Does that seem from another age? It was two and a half weeks ago. News is moving faster and faster, it seems. Perhaps inevitably, Global, who own LBC, recently launched a new rolling news station, LBC News, with the slightly scary does-what-it-says-on-the-tin slogan “Where the News Never Stops”. LBC News has less personality than the main LBC station, but does cover everything newsalicious, in the manner of a scrolling Twitter feed.

And it’s this that seems to be the media takeaway from this election. No matter the result, no matter who’s designated as winner, the news – on social media, on the radio, in podcasts – continues to be reported all the time, without filter or relevance check. It reminds me of school: everything that happens is important, whether it’s your actual GCSE results or the fact that Miss looked at Stella weird when Stella called her Mum by mistake, God, I could have died laughing. Whatever it is, the world must know. The News Never Stops, and our news providers have become a constantly updating teenage WhatsApp group.

So shall we turn to some slower forms of reporting? On Radio 4 on Tuesday, Kate Lamble presented a heartbreaking half-hour documentary, Grenfell: Flat 142, about a single family – that of Kamru Miah, his wife, Rabeya Begum, and their grownup children Mohammed Hamid, Mohammed Hanif and Husna Begum. They all lived in flat 142 on the 17th floor of Grenfell Tower. On the night of the fire, the firefighters did not reach them, though the family called 999 four times in one hour. The information about them went through at least six emergency service workers, but somehow that information went missing. And nobody came.

Lamble’s presentation is exemplary, her reporting exact. Everything we hear comes from this year’s Grenfell inquiry, which Lamble attended every day. A firefighter cries when he hears the evidence. The story ticks on through the night. The phone calls that Husna Begum makes to the emergency services are voiced carefully, from a transcript, without emotion. They are devastating, as real news is.

Three celebrity podcasts

At Home With the Williamses
When Robbie Williams has a podcast, we’ve reached some sort of aural tipping point, surely? Williams and his wife, Ayda, plus Nana Gwen and Papa Pete and other family members, chat away jovially about their celeb-style Christmas. (They don’t know how to put up a Christmas tree, because someone else always does it.) The show is upbeat and slick, produced (very well) to within an inch of its life. Brian Blessedprovides bonkers narration. This series is really a promo for Williams’s Christmas album, which is No 1 at the time of writing, so it worked.

The Gemma Collins Podcast
I can’t stand former TOWIE star GC, but I appear to be in a club of one, as BBC Sounds and Radio 1 have been promoting the shizzle out of The Gemma Collins Podcast for the past few months. Her presentation is ponderous, laboured and stupid, based solely around herself. Listeners write in with “dilemmas”, resulting in anecdotes that make Brexit look snappy and comments that display all the insight of a snoozing labrador. It says something about today that this woman dares to call herself a diva. Especially when the word “dullard” is available.

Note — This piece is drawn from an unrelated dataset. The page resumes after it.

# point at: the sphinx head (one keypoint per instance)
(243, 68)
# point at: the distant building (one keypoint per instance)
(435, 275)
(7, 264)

Here We Go Again With Stacey Solomon
The charming Solomon is a singer, Loose Women presenter and a winner of I’m A Celebrity. She had a baby in May, with partner Joe Swash, to join the three others that they already have from previous relationships. This podcast is sweet and informative, describing all those early-days problems that new mothers suffer. Her breastfeeding episode is particularly evocative – “I just got it totally wrong,” she says at one point, near tears – but she is willing to talk to and learn from experts. Recommended to all new mums getting through that mad, I’ve-got-it-all-wrong phase.